The Rev. George Detweiler
Christ lag in Todesbanden, BWV 4
(Note: The musical information in this meditation is from John Eliot Gardiner’s book Bach: Music in the Castle of Heaven)
Bach was 22 when he wrote this cantata for his audition in Mühlhausen. This was his second or perhaps third cantata, but the first in which he attempted to paint narrative in music. The success of this cantata and of the audition moved him from the role of a virtuoso organist to that of a daring composer of figural music, and, I would add, ardent promoter of the theology of Martin Luther.
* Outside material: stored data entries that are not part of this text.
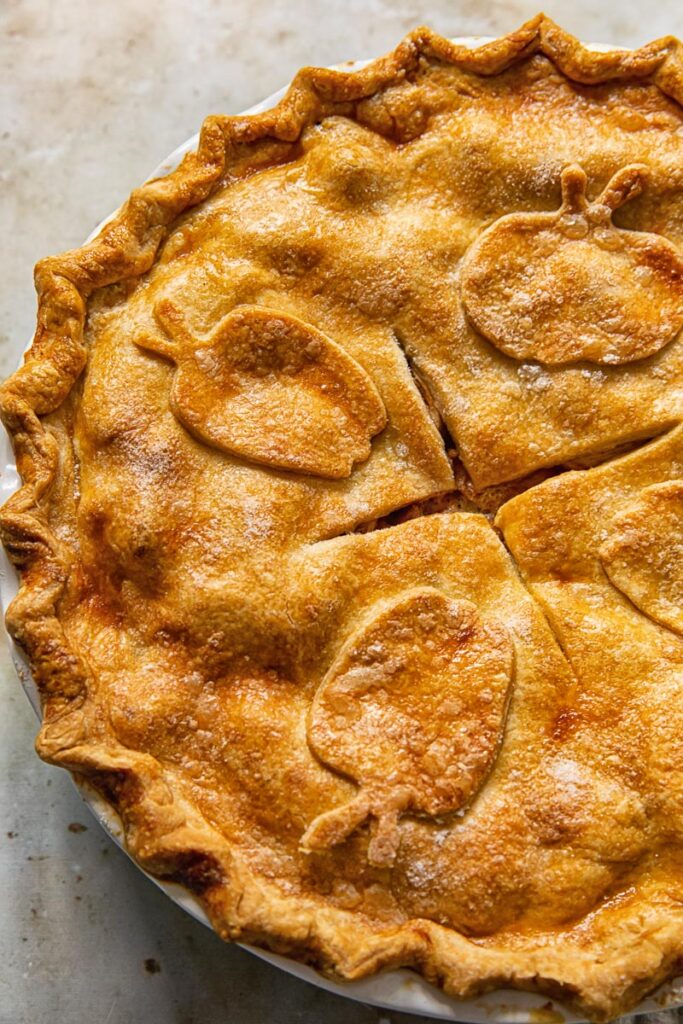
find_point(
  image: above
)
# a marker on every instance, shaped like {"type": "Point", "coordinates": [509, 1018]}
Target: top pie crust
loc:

Unlike many of his later cantatas, in this one he uses the hymn tune of the same name as the basis for every movement, and the seven movements are based on the seven stanzas of the hymn. This is his most frequently performed cantata; it is the only one in which I have ever sung. (And I wonder how many of you out there have sung it?)
The hymn was written by Martin Luther but based on the Latin sequence hymn for Easter: Victimae Paschali. The tune is based on an 11th century German hymn–Christ ist erstanden (Christ is arisen)–that was based on Victimae Paschali. If you want to look up these hymns tonight, they are numbers 370, 371 and 372 in our hymnal, although the originals had more stanzas than what is to be found in these modern books.
My hunch is that Luther was dissatisfied with the omission from Christ is arisen of Victimae’s reference to “death and life contending in conflict stupendous.” In Luther’s hymn, four of the seven stanzas make reference to the power of death and its power over us being broken by Christ. One of those stanzas (not in our hymnal I assume because it isn’t politically correct) is about the war between life and death, where Christ’s death swallowed up death and made a mockery of it.
Overall, Luther’s hymn uses imagery from the Hebrew scriptures and turns the story of Easter into a tribal saga (Gardiner), that brings dramatically to life the events of Christ’s physical and spiritual ordeal. Bach sets the seven stanzas with only musical commentary and little changing of Luther’s words. There are no recitatives and no arias.
Luther’s narrative begins with a backward glance at Christ in the shackles of death but then announces the resurrection and its effects. In the second movement/stanza, the music conjures up humanity in the grip and fear of death. Death stalks us: twice the music freezes on the word “death” (den Tod).
In the third stanza Christ defeats death. All that is left is the form of it. Here Bach inscribes the sign of the cross musically over and around the words “death’s form” (Tods Gestalt). But it is in movement/stanza four that there is the war between death and life, a war which Christ wins by dying, thereby swallowing up death and making a mockery of death. This is the core of the hymn and of the cantata.
This struggle between the forces of life and death, hope and despair, grace and sin, is central to Luther’s belief, and Bach’s. It illustrates Luther’s (and Bach’s) ability to connect complex theological concepts with everyday experience and make them more accessible. Bach uses the cantata to draw the listener into the drama of faith, this struggle between the forces of life and death.
In movement 5, the bass sings of the paschal lamb upon the cross, and that blood marking our doors, as it did the people of Israel in the passover. Bach has each instrumental voice pause symbolically on a sharp at the word Kreuz (“cross” in English), while he inscribes musically the four points of the cross, as does the bass the second time he sings the word Kreuz.
Death was very real to Bach. He lost both his parents before the age of 10, and an important mentor–his father’s cousin Johann Christoph Bach–just a couple years before this cantata was written. In addition, the memory of the Thirty Years War and the plagues that went with it was very much alive in the German culture of Bach’s time.
This cantata is Bach taking up Luther’s theological language to echo 1 John 1:1-4. He had seen and heard and believed in the eternal life that was with the Father and revealed to us, and he was declaring it through his setting of Luther’s resurrection hymn.
It was Bach’s faith in the message that “God is light and in him there is no darkness at all” that enabled him to face death with hope and live life with joy, hope and joy that he shares with us through this cantata this evening.